It's been a few days since the Cross Bay Challenge and the experience seems even less real than it did at the time. I've never been in any other place like that bay. There were few landmarks aside from the other runners so it seemed that running took you nowhere.
The race was planned between Flookburgh and Hest Bank. The distance would have been 13 miles, more or less, but the River Kent rose after the start meaning the race had to be turned back to the starting point. Given the location the change is understandable – the organisers certainly weren't messing around. Everyone issued with wristbands and checked on and off the sands, and the list of runners was shared with the RNLI and coastguard. We were warned not to stray from the course because of quicksand.
The actual distance was 10.8 miles, which I ran in just over 100 minutes. The first five miles I was going faster than I've run before because of the wind behind me. I remember thinking how tough it would be if we ran against it. And, as we approached the river Kent the line of runners turned and we were led straight into the wind.
For the first half mile the wind was so strong it knocked me back to walking speed and I stopped running to conserve my energy. When it relented I started running again. I couldn't figure out what was happening since I had little idea of the geography. There should have been distance markers and water stops but after 4 miles these disappeared. It was just the sands and the runners.

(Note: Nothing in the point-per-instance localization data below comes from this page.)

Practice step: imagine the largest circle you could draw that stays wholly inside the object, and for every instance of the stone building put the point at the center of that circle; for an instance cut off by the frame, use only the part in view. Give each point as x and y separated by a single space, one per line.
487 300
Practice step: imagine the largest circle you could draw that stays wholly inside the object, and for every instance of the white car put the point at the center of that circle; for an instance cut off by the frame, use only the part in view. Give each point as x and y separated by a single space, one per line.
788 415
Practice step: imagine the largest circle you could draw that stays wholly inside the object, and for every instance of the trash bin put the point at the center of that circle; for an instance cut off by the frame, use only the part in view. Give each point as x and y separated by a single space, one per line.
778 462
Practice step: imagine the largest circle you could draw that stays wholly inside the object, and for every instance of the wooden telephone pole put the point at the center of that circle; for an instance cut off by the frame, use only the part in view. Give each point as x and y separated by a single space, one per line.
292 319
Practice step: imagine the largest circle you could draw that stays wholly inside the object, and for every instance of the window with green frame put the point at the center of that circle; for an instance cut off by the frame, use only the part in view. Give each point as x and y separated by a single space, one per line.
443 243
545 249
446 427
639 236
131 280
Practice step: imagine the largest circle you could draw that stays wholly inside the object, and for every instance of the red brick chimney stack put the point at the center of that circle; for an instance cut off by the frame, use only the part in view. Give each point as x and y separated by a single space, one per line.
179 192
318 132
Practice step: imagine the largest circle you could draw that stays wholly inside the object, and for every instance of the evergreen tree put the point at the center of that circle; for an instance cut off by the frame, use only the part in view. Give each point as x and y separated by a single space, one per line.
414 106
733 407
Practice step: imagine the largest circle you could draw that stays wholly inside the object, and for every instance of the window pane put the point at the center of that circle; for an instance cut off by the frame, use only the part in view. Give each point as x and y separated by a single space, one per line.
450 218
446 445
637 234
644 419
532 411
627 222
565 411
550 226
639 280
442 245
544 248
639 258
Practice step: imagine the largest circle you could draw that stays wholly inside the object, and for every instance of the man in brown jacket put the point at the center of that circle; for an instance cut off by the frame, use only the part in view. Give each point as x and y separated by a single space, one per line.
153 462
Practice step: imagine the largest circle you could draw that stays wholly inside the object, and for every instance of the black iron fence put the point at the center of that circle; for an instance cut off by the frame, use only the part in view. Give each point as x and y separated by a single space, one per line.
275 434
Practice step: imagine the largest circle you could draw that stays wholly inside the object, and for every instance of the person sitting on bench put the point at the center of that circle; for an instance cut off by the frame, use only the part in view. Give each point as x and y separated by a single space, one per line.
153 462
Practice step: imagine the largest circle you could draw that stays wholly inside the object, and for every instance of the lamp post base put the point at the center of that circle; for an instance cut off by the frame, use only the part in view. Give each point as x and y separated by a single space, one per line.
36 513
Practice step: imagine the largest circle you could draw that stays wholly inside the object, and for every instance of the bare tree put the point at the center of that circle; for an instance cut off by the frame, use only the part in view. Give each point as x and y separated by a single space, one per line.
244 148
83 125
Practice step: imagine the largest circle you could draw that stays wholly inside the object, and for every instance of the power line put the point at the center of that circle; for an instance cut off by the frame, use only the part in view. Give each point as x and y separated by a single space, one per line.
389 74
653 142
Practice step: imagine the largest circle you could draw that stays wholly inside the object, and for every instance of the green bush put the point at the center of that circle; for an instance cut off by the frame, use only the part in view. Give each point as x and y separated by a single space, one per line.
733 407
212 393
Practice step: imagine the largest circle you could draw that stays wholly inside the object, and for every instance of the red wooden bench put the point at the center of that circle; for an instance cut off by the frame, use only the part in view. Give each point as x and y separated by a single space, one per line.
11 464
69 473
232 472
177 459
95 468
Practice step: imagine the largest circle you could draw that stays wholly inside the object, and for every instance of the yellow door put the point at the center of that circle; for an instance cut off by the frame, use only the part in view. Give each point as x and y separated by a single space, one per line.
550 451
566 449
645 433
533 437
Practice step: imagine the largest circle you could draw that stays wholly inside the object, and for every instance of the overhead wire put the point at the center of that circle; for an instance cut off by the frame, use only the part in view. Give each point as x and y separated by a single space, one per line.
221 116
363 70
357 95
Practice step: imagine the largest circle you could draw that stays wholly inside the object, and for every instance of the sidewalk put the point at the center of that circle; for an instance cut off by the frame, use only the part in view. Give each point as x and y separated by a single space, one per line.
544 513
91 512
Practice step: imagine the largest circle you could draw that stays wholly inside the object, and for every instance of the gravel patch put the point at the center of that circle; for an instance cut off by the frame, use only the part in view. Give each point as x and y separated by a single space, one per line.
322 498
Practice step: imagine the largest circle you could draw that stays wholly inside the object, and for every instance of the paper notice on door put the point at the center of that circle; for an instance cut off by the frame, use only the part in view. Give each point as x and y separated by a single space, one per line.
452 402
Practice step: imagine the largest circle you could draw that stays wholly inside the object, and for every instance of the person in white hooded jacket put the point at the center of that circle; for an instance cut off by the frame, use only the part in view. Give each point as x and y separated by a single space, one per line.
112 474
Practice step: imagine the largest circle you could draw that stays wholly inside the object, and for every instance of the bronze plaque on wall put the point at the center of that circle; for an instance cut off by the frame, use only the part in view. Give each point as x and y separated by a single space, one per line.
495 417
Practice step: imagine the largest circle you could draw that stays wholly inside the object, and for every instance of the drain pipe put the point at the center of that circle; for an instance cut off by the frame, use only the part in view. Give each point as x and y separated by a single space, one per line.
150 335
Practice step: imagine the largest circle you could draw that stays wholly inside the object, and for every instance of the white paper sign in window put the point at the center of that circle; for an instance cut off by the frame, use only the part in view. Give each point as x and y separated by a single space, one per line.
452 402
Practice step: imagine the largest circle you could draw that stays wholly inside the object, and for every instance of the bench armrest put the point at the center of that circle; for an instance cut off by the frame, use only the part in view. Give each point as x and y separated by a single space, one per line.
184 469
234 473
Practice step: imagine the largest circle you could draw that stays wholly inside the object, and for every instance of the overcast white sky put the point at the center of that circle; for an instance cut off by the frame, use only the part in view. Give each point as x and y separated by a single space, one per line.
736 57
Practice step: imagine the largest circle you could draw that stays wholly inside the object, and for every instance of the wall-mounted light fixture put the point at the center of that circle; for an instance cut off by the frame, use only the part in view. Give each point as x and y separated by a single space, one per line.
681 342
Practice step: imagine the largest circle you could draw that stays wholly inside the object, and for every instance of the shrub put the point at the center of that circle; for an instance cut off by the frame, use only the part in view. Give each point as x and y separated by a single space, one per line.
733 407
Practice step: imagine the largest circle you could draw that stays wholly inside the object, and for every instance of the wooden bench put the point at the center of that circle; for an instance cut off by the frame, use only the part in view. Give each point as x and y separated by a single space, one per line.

The bay was the most desolate place I've ever been and felt strangely spiritual. The wind gathered up wisps of sand, forcing me to keep my eyes on the floor for long periods. Running into the wind felt like a nightmare, that dream where you run and seem to be going nowhere. Every so often we'd reach water and I'd speed up to cross as quick as I could.
It was only when someone pointed out we were reaching the place we'd started that I knew for sure what had happened. Yes, it was obvious we were going the wrong way, but at the same time the wilderness was disorientating. I kept expecting to reach the Kent crossing and approach Morecambe.
My only criticism of the race was the mess left at the water stops. The instructions had said to drop the bottles near the stations, but they ended up littered for some distance. There must have been a better way to handle that. I also feel a little sorry for Mum and Dad,who spent several hours waiting at the finish line with little information on what was happening. They seemed to have enjoyed themselves anyway.